Well I think it is a bit unfair to say that MS coders are "shitty coders"
Innovation is made through creativity and entrepreneurship, not ones coding ability, so unless you have personally seen the source code, there is no possible way you could judge their coding ability.
It is a bit counter-intuitive, but I think Microsoft's growing lack of software innovation is a testament to just how large the company is. It is very difficult for a really large company to be innovative, because the kind of environment tends to prohibit creativity. And such companies tend to be really slow moving, not by choice, but because of the way most companies that size are organized, it takes a really long time to get anything significant done.
Those really large companies that are able to be innovative (GE comes to mind), are really only able to be so because they keep their R&D teams small (sometimes just one man) and give teams a great deal of freedom (to be creative)... That is to say, they create environments which foster innovation & creativity, rather than prohibit it.
So the idea that MS should just focus on a few products and then they will somehow be made better, I actually think is wrong. I think that could only make them worse, or at best no better or worse. Because the problem, I think, is not number of products, but environment in which products are created.

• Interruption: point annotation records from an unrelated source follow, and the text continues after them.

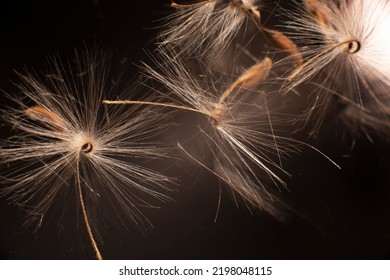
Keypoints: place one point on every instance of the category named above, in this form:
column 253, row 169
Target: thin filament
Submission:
column 86, row 221
column 302, row 66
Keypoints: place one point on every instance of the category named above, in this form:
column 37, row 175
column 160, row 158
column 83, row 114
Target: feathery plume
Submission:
column 241, row 139
column 343, row 46
column 67, row 145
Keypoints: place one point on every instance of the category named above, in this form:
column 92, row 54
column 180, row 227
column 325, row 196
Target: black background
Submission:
column 347, row 211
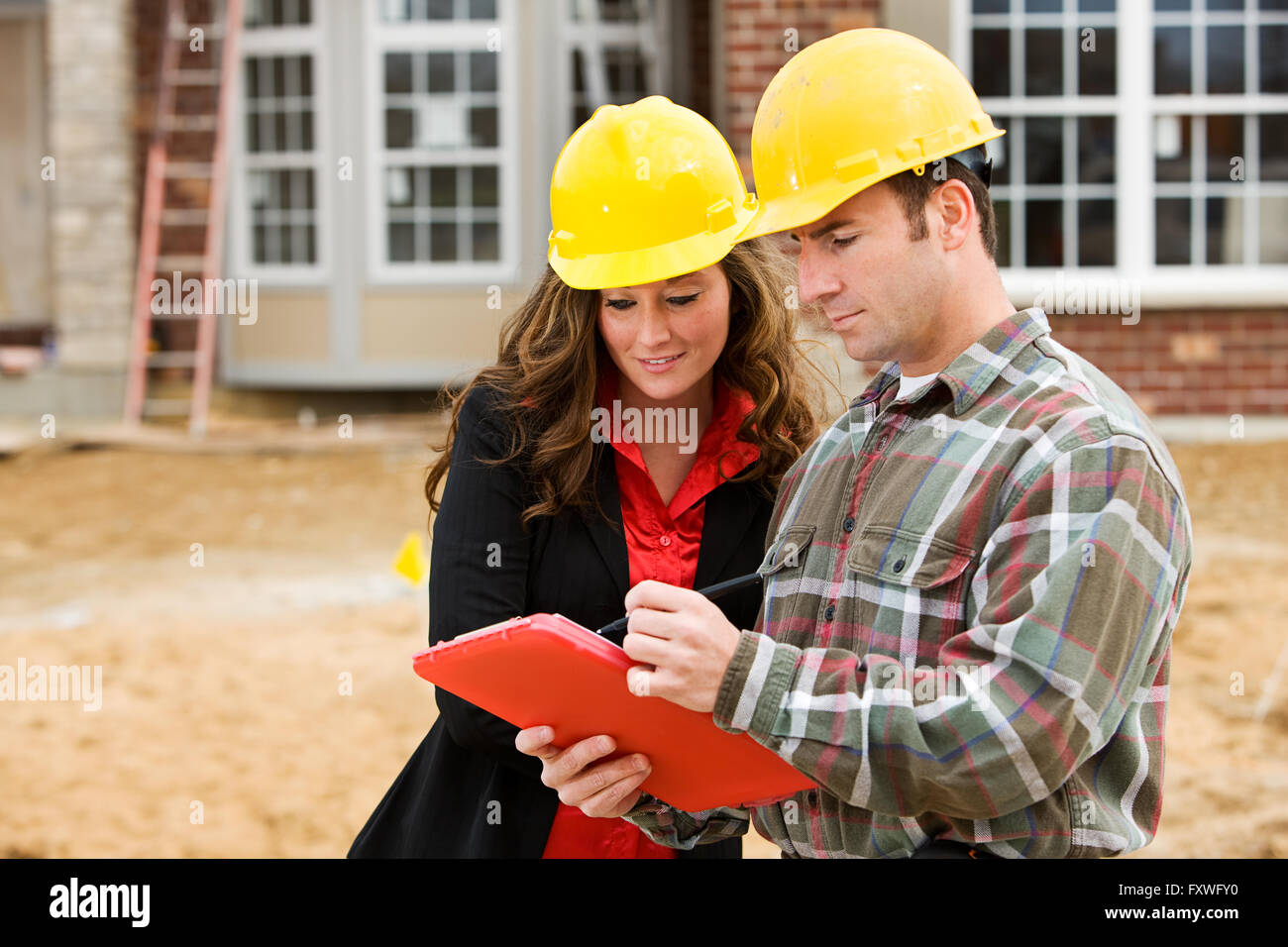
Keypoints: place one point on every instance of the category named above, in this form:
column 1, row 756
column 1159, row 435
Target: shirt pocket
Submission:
column 901, row 571
column 787, row 551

I also think that the idea that the coders are not innovative because they get paid no matter what is a little out there. People are not creative because they have to be (as if telling them they would not get paid if they are not creative would make anything better), they are creative because they want to be. Such HR ideas (as you can make someone work better by giving them no choice but to work better), I think, are outdated and only will resolve in self defeat. I'll say again, you will get people to do something, do it harder, do it happier, do it better, and do it again, by getting them to want to do it; not by making them have to do it. Plus such ideas completely ignore all of the commercial companies who are innovative (with software, Apple comes to mind).